On a somewhat related note, I'm wondering about this: Do the denialist shills seriously think they themselves will be immune from the effects of global warming? Are they really that deluded, or do they reckon that the moolah they get from shilling from Big Oil will greatly offset the harm that global warming will inflict upon themselves?

Frank Bi
http://zompower.tk/

Hi Frank, I think it's hard to judge motivations but I'm quite certain that there are several motivations behind the antics of various AGW-denier folks. For some it's just an occupation, for some it might be very personal (about who to trust, etc), for others it's completely ideological, and for some (who've not done the calculus well) it's practical. For most it's probably a mixture.

It's funny (not ha ha), though, that so many of them are motivated to deny the science when their objections seem better applied to discussions of policy. I think the 'AGW-denial machine' realizes that the battle for independent thinkers is lost and is now trying to tie the AGW science issue to the predispositions of the last holdouts who might otherwise 'see the light.' That is, I think we'll be seeing fewer AGW-denial items in the daily media, but a higher proportion of those items will be things alluding to evolution (appealing to creationists) and abortion (appealing to anti-abortionists).
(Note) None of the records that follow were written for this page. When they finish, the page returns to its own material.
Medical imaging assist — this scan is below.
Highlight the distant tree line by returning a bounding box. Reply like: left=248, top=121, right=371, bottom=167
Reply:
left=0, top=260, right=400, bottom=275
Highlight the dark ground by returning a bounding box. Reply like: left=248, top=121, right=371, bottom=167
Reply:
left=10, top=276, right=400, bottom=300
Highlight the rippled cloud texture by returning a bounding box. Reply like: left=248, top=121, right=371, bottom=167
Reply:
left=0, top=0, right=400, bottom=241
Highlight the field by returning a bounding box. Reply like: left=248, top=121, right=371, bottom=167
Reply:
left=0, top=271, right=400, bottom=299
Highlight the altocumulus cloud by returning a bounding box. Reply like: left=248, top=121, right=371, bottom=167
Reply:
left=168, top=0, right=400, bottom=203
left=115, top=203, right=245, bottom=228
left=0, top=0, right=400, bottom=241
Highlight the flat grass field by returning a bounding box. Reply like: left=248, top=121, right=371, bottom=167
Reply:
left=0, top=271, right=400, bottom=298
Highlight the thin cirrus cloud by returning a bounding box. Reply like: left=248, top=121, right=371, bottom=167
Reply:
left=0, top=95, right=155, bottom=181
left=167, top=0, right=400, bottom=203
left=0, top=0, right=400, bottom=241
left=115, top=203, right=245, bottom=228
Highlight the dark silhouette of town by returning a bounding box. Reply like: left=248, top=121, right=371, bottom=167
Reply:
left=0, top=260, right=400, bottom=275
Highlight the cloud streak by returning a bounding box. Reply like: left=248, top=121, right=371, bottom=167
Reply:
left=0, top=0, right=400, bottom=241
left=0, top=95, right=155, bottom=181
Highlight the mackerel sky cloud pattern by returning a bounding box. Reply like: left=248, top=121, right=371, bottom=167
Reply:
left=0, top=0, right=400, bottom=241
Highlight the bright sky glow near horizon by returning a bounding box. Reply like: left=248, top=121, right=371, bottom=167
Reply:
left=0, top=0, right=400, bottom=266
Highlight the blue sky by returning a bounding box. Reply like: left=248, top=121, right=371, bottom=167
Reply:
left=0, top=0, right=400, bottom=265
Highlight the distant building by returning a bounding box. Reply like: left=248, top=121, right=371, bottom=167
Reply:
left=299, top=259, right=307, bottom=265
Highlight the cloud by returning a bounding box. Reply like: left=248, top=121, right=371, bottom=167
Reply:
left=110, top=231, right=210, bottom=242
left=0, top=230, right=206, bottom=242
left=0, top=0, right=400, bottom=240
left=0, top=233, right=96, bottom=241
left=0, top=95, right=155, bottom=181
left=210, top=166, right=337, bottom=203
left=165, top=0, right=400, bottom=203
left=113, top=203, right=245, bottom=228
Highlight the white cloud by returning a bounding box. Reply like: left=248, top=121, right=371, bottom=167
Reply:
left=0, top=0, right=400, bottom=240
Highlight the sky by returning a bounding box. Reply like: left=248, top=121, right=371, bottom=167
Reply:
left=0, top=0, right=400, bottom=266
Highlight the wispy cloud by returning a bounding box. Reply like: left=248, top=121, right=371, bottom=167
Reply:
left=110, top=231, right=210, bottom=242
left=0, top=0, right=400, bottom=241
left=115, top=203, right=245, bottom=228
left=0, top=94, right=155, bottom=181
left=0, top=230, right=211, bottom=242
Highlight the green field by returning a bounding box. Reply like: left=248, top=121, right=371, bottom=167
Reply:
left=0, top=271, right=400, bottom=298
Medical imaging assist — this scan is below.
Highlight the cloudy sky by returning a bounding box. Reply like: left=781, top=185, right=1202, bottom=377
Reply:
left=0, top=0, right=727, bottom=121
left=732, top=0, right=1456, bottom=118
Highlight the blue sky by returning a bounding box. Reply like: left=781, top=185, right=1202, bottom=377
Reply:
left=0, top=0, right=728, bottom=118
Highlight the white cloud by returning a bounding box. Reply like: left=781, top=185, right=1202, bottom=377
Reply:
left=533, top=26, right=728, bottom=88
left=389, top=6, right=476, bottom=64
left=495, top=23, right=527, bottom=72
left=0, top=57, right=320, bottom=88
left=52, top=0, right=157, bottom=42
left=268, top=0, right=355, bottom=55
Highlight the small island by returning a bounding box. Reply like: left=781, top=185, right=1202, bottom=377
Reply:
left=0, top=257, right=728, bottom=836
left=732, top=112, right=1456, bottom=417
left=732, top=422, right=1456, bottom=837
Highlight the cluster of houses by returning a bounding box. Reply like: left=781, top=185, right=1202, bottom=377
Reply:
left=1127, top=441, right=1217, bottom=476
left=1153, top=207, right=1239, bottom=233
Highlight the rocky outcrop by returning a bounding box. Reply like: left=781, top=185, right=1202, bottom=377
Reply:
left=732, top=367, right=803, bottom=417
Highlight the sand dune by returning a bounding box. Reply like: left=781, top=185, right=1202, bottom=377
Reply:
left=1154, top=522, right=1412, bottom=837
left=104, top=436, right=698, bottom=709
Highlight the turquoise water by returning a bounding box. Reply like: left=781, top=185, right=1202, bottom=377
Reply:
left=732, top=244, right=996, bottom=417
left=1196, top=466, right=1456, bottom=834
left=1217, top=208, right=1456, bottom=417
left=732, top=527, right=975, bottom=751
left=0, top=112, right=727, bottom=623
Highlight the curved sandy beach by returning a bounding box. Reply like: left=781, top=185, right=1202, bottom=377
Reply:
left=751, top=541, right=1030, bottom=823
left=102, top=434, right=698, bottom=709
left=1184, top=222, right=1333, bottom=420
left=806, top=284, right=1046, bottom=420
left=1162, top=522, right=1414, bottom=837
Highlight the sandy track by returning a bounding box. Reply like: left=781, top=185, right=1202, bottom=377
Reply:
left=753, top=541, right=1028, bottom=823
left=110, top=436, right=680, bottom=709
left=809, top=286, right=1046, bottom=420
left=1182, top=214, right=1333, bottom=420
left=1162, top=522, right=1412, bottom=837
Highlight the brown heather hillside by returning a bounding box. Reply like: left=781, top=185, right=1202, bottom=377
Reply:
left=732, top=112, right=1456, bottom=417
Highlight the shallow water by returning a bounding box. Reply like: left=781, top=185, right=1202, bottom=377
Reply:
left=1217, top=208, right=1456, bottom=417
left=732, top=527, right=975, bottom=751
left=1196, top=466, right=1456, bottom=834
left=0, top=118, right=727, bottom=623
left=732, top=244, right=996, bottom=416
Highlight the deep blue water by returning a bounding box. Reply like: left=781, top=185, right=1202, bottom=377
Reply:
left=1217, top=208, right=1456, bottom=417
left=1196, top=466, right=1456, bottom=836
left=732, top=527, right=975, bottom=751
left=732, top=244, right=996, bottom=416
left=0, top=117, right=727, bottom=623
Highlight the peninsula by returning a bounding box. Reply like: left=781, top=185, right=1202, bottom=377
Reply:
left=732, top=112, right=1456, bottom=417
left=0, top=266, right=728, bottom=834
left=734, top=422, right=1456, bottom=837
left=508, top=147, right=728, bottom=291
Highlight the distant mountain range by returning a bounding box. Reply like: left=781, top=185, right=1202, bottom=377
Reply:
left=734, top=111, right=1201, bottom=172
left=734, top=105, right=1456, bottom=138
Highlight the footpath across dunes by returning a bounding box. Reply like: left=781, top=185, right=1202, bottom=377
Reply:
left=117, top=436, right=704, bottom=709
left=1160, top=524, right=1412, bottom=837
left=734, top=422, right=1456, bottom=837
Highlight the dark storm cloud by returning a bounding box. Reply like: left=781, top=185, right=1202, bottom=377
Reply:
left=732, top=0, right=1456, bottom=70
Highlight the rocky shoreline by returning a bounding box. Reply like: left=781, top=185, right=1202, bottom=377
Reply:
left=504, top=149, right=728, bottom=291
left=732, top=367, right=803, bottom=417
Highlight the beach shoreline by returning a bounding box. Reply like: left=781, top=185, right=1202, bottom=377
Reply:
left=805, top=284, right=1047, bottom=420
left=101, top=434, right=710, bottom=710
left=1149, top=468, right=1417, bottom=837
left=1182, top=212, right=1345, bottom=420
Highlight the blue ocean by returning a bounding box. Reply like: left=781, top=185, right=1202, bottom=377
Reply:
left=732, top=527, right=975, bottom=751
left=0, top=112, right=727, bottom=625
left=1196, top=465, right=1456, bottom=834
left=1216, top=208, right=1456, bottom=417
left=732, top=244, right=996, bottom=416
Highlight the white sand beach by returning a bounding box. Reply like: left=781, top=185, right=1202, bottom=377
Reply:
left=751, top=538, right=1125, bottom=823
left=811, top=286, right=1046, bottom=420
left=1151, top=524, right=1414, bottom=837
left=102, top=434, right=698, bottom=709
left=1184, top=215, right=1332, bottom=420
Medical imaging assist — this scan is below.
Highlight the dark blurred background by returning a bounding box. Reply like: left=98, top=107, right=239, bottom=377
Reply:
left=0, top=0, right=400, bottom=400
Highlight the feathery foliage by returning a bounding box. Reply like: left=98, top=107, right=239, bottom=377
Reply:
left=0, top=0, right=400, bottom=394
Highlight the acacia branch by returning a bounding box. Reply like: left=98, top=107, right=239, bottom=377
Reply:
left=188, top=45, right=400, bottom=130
A while ago the Edmonton Sun published a column wherein Mike Jenkinson wrote that AGW-believers and evolutionists were probably all one and the same; with a triumphant thrust he ended by wondering why evolutionists don't think life will simply adapt to global warming. The obvious problem that evolutionists are well aware that extinctions occur would probably be missed by the majority of his target audience.